Soaked to the skin, it
was our interest to proceed without delay. We waited on the landlord,
and desired a conveyance. The landlord informed us that the only vehicle
which he possessed was a phaeton, at present on hire till the evening,
and advised us, now that it was Saturday, to remain in his establishment
till Monday, when he could send us on comfortably. To wait till Monday,
however, would never do. We told the man our story, how for two days we
had been the sport of fortune, tossed hither and thither; but he—feeling
he had us in his power—would render no assistance. We wandered out
toward the rocks to hold a consultation, and had almost resolved to
leave our things where they were, and start on foot, when a son of the
innkeeper’s joined us. He—whether cognisant of his parent’s
statement, I cannot say—admitted that there were a horse and gig in
the stable; that he knew Mr M’Ian’s place, and offered to drive us
to a little fishing village within three miles of it, where our things
could be left, and a cart sent to bring them up in the evening. The
charge was—never mind what !—but we closed with it at once. We
entered the inn while our friend went round to the stable to bring the
machine to the door; met the landlord on the stairs, sent an indignant
broadside into him, which he received with the utmost coolness. The
imperturbable man! he swallowed our shot like a sandbank, and was
nothing the worse. The horse was now at the door, in a few moments our
luggage was stowed away, and were off. Through seventeen miles of black
moorland we drove almost without beholding a single dwelling. Sometimes,
although rarely, we had a glimpse of the sea. The chief object that
broke the desolation was a range of clumsy red hills, stretching away
like a chain of gigantic dust-heaps. Their aspect was singularly dreary
and depressing. They were mountain plebs.
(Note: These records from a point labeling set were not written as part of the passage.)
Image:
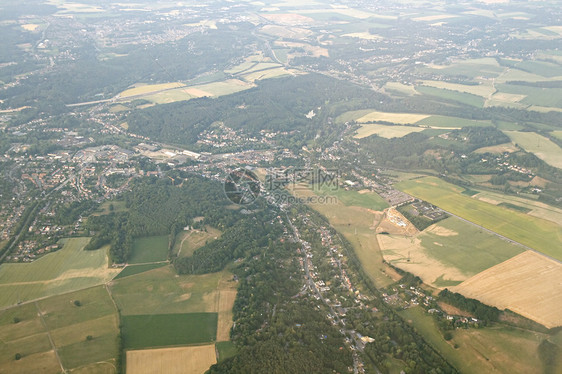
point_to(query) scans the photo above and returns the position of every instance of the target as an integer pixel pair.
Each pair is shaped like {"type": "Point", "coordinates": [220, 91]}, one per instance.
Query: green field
{"type": "Point", "coordinates": [226, 350]}
{"type": "Point", "coordinates": [485, 350]}
{"type": "Point", "coordinates": [386, 131]}
{"type": "Point", "coordinates": [188, 241]}
{"type": "Point", "coordinates": [461, 97]}
{"type": "Point", "coordinates": [69, 269]}
{"type": "Point", "coordinates": [163, 291]}
{"type": "Point", "coordinates": [368, 199]}
{"type": "Point", "coordinates": [471, 250]}
{"type": "Point", "coordinates": [137, 269]}
{"type": "Point", "coordinates": [68, 325]}
{"type": "Point", "coordinates": [161, 330]}
{"type": "Point", "coordinates": [542, 147]}
{"type": "Point", "coordinates": [149, 249]}
{"type": "Point", "coordinates": [536, 233]}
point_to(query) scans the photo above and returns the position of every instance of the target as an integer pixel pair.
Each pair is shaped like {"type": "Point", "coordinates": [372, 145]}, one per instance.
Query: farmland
{"type": "Point", "coordinates": [180, 360]}
{"type": "Point", "coordinates": [531, 231]}
{"type": "Point", "coordinates": [385, 131]}
{"type": "Point", "coordinates": [188, 241]}
{"type": "Point", "coordinates": [70, 268]}
{"type": "Point", "coordinates": [149, 249]}
{"type": "Point", "coordinates": [161, 330]}
{"type": "Point", "coordinates": [68, 325]}
{"type": "Point", "coordinates": [508, 285]}
{"type": "Point", "coordinates": [447, 252]}
{"type": "Point", "coordinates": [542, 147]}
{"type": "Point", "coordinates": [498, 349]}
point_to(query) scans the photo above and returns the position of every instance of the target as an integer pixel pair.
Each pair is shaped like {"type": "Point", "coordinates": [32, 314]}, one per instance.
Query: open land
{"type": "Point", "coordinates": [180, 360]}
{"type": "Point", "coordinates": [528, 284]}
{"type": "Point", "coordinates": [528, 230]}
{"type": "Point", "coordinates": [70, 268]}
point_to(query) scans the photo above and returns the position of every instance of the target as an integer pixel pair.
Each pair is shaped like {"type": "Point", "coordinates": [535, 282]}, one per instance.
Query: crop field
{"type": "Point", "coordinates": [537, 144]}
{"type": "Point", "coordinates": [357, 224]}
{"type": "Point", "coordinates": [448, 252]}
{"type": "Point", "coordinates": [161, 330]}
{"type": "Point", "coordinates": [535, 208]}
{"type": "Point", "coordinates": [486, 350]}
{"type": "Point", "coordinates": [461, 97]}
{"type": "Point", "coordinates": [365, 198]}
{"type": "Point", "coordinates": [144, 89]}
{"type": "Point", "coordinates": [161, 291]}
{"type": "Point", "coordinates": [70, 268]}
{"type": "Point", "coordinates": [180, 360]}
{"type": "Point", "coordinates": [498, 149]}
{"type": "Point", "coordinates": [398, 118]}
{"type": "Point", "coordinates": [386, 131]}
{"type": "Point", "coordinates": [528, 284]}
{"type": "Point", "coordinates": [137, 269]}
{"type": "Point", "coordinates": [483, 90]}
{"type": "Point", "coordinates": [149, 249]}
{"type": "Point", "coordinates": [401, 88]}
{"type": "Point", "coordinates": [188, 241]}
{"type": "Point", "coordinates": [68, 326]}
{"type": "Point", "coordinates": [531, 231]}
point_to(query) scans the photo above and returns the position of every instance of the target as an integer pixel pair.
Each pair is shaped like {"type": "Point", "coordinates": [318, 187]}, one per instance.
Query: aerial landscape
{"type": "Point", "coordinates": [315, 186]}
Lava hardens into grim
precipice, bristles into jagged ridge, along which the rack drives, now
hiding, now revealing it; but these had no beauty, no terror, ignoble
from the beginning; dull offspring of primeval mud. About seven P.M. we
reached the village, left our things, still soaked in sea-water, in one
of the huts, till Mr M’Ian could send for them, and struck off on foot
for the three miles which we were told yet remained. By this time the
country had improved in appearance. The hills were swelling and green;
up these the road wound, fringed with ferns, mixed with the purple bells
of the foxglove. A stream, too, evidently escaped from some higher
mountain tarn, came dashing along in a succession of tiny waterfalls. A
quiet pastoral region, but so still, so deserted! Hardly a house, hardly
a human being! After a while we reached the lake, half covered with
water-lilies, and our footsteps startled a brood of wild-ducks on its
breast. How lonely it looked in its dark hollow there, familiar to the
cry of the wild bird, the sultry summer-cloud, the stars and meteors of
the night—strange to human faces, and the sound of human voices. But
what of our three miles? We have been walking for an hour and a half.
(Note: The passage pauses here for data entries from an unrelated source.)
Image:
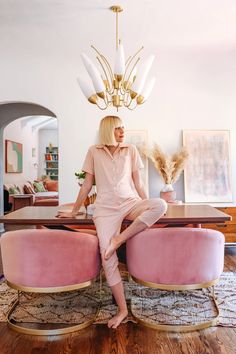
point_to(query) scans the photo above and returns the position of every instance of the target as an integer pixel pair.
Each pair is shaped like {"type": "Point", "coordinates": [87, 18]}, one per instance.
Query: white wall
{"type": "Point", "coordinates": [196, 80]}
{"type": "Point", "coordinates": [45, 137]}
{"type": "Point", "coordinates": [22, 134]}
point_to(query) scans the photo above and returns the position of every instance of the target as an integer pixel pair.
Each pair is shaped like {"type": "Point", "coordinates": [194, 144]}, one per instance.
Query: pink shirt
{"type": "Point", "coordinates": [113, 174]}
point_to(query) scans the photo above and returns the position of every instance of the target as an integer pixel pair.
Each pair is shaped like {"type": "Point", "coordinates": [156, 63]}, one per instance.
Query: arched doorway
{"type": "Point", "coordinates": [9, 111]}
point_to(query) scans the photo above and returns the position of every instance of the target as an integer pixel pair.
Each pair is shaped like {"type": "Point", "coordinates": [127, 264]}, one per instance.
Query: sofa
{"type": "Point", "coordinates": [42, 193]}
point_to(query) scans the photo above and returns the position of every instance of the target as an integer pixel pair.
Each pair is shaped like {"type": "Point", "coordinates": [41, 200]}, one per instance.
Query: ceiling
{"type": "Point", "coordinates": [39, 122]}
{"type": "Point", "coordinates": [66, 26]}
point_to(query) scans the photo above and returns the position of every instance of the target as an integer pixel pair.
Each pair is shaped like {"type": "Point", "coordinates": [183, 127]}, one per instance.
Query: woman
{"type": "Point", "coordinates": [120, 194]}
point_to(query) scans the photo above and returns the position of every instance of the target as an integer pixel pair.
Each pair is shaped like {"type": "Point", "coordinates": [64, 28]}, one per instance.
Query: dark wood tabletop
{"type": "Point", "coordinates": [176, 214]}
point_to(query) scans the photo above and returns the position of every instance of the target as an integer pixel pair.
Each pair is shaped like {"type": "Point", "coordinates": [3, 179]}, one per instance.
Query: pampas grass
{"type": "Point", "coordinates": [169, 167]}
Are we astray in the green wilderness? The idea is far from pleasant.
Happily a youthful native came trotting along, and of him we inquired
our way. The boy looked at us, and shook his head. We repeated the
question, still the same shy puzzled look. A proffer of a shilling,
however, quickened his apprehension, and returning with us a few paces,
he pointed out a hill-road striking up through the moor. On asking the
distance, he seemed put out for a moment, and then muttered, in his
difficult English, "Four mile." Nothing more could be procured
in the way of information; so off went little Bare-legs, richer than
ever he had been in his life, at a long swinging trot, which seemed his
natural pace, and which, I suppose, he could sustain from sunrise to
sunset To this hillroad we now addressed ourselves. It was sunset now.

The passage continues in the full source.